As I step over them, the black-haired woman uncoils cobra-fast, grabs my leg and yanks it out from under me.

 

Barrons is on her instantly but I go down backward, hard.

 

The strangest thing happens as I fall. I get a sudden weird flash of my room at the Clarin House, time slows to a snail’s crawl and I’m suddenly living two different events superimposed.

 

I’m falling backward at the abbey.

 

Yet I’m also falling forward in my cramped room at the inn.

 

Barrons is looking down at me here, subduing my attacker and trying to catch me.

 

But at the same time we’re at the inn, and he’s the one who just dumped me on the floor.

 

I’m clothed here.

 

At the Clarin House I’m missing my jeans, the air is cool on my skin and I’m butt-ass naked.

 

I hit the abbey floor hard enough to make my teeth clack, and blink, shaking my head.

 

WTF?

 

Reality rearranges itself into a single vision.

 

I’m in the abbey, only the abbey.

 

Frowning, I push myself up and watch Barrons and Ryodan drag the women down the hall and dump them into a room.

 

“Time to meet Jada.” Barrons growls her name the same way I feel it, irritably and accompanied by a death wish.

 

I stand up, eyeing him uneasily, trying to decide what just happened.
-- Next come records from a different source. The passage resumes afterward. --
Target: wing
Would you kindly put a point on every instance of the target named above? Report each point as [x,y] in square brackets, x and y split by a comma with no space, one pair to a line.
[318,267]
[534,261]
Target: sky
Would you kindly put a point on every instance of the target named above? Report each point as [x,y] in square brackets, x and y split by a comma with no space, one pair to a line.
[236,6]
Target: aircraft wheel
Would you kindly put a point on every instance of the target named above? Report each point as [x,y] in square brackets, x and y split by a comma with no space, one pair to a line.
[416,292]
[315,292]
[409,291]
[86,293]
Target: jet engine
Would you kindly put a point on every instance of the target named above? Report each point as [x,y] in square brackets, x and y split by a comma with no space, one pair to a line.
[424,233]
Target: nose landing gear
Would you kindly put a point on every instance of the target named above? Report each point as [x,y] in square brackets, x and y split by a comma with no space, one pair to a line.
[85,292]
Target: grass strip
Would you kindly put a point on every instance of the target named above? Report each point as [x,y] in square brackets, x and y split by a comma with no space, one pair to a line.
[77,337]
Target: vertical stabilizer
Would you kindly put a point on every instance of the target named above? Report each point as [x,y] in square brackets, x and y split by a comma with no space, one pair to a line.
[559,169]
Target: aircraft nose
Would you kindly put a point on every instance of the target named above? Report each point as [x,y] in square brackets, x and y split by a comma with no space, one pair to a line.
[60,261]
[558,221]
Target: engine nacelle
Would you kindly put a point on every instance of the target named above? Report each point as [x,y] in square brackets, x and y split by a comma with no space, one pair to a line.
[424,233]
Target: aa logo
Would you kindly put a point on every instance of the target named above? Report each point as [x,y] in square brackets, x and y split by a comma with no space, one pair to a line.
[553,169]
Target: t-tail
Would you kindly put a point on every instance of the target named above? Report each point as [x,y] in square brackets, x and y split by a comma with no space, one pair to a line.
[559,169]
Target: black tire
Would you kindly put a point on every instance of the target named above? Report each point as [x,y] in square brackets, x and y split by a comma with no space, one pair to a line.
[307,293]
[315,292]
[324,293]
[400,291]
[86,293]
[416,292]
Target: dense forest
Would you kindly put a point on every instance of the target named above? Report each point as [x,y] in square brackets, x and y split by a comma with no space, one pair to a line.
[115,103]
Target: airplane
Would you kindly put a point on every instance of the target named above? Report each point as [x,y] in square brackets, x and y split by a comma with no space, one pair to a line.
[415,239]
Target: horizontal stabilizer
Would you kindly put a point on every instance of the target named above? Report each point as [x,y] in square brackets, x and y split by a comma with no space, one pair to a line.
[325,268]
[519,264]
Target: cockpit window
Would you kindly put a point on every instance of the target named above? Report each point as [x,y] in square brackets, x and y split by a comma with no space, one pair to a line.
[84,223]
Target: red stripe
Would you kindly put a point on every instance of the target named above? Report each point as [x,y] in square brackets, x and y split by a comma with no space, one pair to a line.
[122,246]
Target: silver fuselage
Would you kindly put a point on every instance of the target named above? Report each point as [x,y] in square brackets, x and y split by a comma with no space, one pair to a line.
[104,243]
The only time Barrons was ever in my room at the Clarin House was that night he came to bully me into going home. We’d argued, he grabbed me at one point and got physical, but then he left. The next day I’d hurt from head to toe.

 

My frown deepens.

 

I recall thinking the bruises were odd, more around the sides of my rib cage than across my front where he’d actually had his arm banded beneath my breasts. I didn’t wear a bra for days. And I’d hurt all over, not just my ribs. My thighs had ached, the muscles deep in my butt had been sore. I’d just figured the interminable flight over had taken a toll. I’d never flown that far before, or sat so long in between flights on hard airport benches. I scratch my head, staring at him, feeling like I’m trying to put together a puzzle minus half the pieces, with no picture on the box to guide me.

 

He gives me a look. “Are you hurt? What is it?”

 

I search his face, searching my memory, trying to reconcile what I just saw with some version of reality I recall.

 

There is none.

 

“Get a fucking move on, Mac,” Ryodan snaps.